New Year Starts 2005

Topics:
  1. "Reconciliation" Study Circles: meeting on Wed. night went quite well, people were there who I was surprized and pleased to see: Shari Blanton, David Arthur. Also, a new participant, Claudia Boynton (sp), from St. Mary's, tasked with bringing Study Circle process to St. Mary's.
  2. Cooking breakfast, revelations, reading:
    1. This morning I cooked a "simple breakfast"
    2. I've been reading Richard Olney's Simple French Cooking as well as, most recently, Elizabeth David's An Omelette and a Glass of Wine: both are revelations of what good writing and good writing about good cooking can be.
    3. The simple breakfast that I cooked this morning was pancakes with left-over soup: doesn't sound particularly memorable or even appetizing. But my thoughts as I savored it while reading Elizabeth Davids essay para Navidad were along the lines of, if we don't record, remember, reflect on, moments when revelations come then, what's the point? So, these notes.
    4. The pancakes were to be simple, and they were. No recipe. I put a couple tablespoons of unbleached all-purpose flour in a bowl, joined them with a little less corn flour (fine meal would do, I think). To this I added pinches of baking powder and baking soda, a pinch of salt, a few grinds of coarse black pepper.
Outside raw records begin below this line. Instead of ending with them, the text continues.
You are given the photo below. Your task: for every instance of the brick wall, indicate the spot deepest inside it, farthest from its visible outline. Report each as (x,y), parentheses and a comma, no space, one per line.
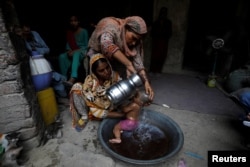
(19,108)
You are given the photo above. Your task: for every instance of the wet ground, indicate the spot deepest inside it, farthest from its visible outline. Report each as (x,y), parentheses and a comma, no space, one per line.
(203,132)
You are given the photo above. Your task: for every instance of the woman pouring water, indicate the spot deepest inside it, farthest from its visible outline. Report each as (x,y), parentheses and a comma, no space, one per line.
(120,40)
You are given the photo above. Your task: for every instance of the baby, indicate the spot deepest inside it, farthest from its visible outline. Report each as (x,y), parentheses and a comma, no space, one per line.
(132,111)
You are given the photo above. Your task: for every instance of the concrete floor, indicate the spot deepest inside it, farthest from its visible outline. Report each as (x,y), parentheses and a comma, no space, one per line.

I mixed well one egg with about a cup of buttermilk with a little more thin yogurt. When this was all well mixed I added it to the dry ingredients and stirred in the bowl to break up the lumps, but not too much. Meanwhile, I had heated a griddle.
    5. In the microwave I reheated, slowly, some leftover soup in a small bowl. As it had set, congealed, gelled, it was a bit before I realized it was not a leftover fish soup but instead the little bit of vegetables and broth left from a red snapper en papillote (which see below.)
    6. I cooked the little bit of pancake batter, resulting in five or six small cakes. I rolled them up with a little butter in each. I cut the rolled logs into several narrow pieces, each now a sort of pinwheel.
    7. I then took the bowl of leftovers with its rich fish broth and the rolled pancakes over to the dining room table, sat down, and ate the pancakes segments dipped in the fish broth. Awhile I read the E. David essay, para Navidad, about how in southwest France, in near poverty and deprivation, the people would prepare foods of memory to save until Christmas, how the weeks and months before Christmas had ther moments of anticipation, of waiting, and of the quiet joy (my term, not hers, she doesn't seem to me a "joyous" type writer - who knows what kind of person she was?) of looking forward to the time when all the riches saved up could be savored and enjoyed. I would look up, out our grand view across the clear blue water rustling in a light breez to the clear blue winter sky - moment of awareness, of joy, of enjoyment and simple living amidst the chaos and destruction we're seeing in the media about the horrific tsunami in the Indian Ocean. A revelation, a memory, quickly fading now as I am finishing this up on Fri, January 7.
    8. The recipe for the red snapper:
      1. Mark's New Year's Eve 2005 version

        1 (8-ounce) salmon fillet, pin bones removed
        1 (2-3 pound) whole red snapper, cleaned, head on
        2 teaspoons salt
        1/2 teaspoon freshly ground black pepper
        1 small bunch fresh parsley, chopped
        1 whole lemon, zested and then thinly sliced
        1/3 cup julienned fennel bulb
        1/3 cup julienned carrots
        (Other tender vegetables as available)
        1 cup thinly sliced red onion
        2 teaspoons minced garlic
        1 orange zested, peeled, then thinly sliced; discard seeds
        1 tablespoon fish sauce
        1
        tablespoon soy sauce
        1
        tablespoon Fruity olive oil
        1/2 cup white wine
        1 tablespoon butter


        Preheat oven to 450 degrees F.

        Cut foil into 15 by 48-inch sheet. Fold in 1/2 and lay on baking/cookie sheet. Unfold. Coarsely chop fennel stems, 1 stick celery and put on bottom of foil. Lay snapper diagonally on sheet pan on top of 1 foil. Salt and pepper fish, inside and out. Place 1/2 lemon and orange zest, 1/2 herbs inside cavity of fish along with 1/2 of lemon, and 1/2 of red onion. Arrange vegetables next to fish on all sides. Put garlic, and remaining lemon and orange slices and red onion on fish and lay tomatoes and fennel creating somewhat of a wall. Pour fish and soy sauces, wine over fish and dot with butter. Drizzle with the fruity olive oil. Fold over edges of foil to create an almost airtight seal. Bake in oven for 30-40 minutes. Carefully open and serve or fillet before serving (be aware of bones in the fish). Serve fish with vegetables and spoon broth over fish. Reserve leftover vegetables and broth for use later.

  3. Memory, forgetting - interesting that this is becoming a focus of Karl's research.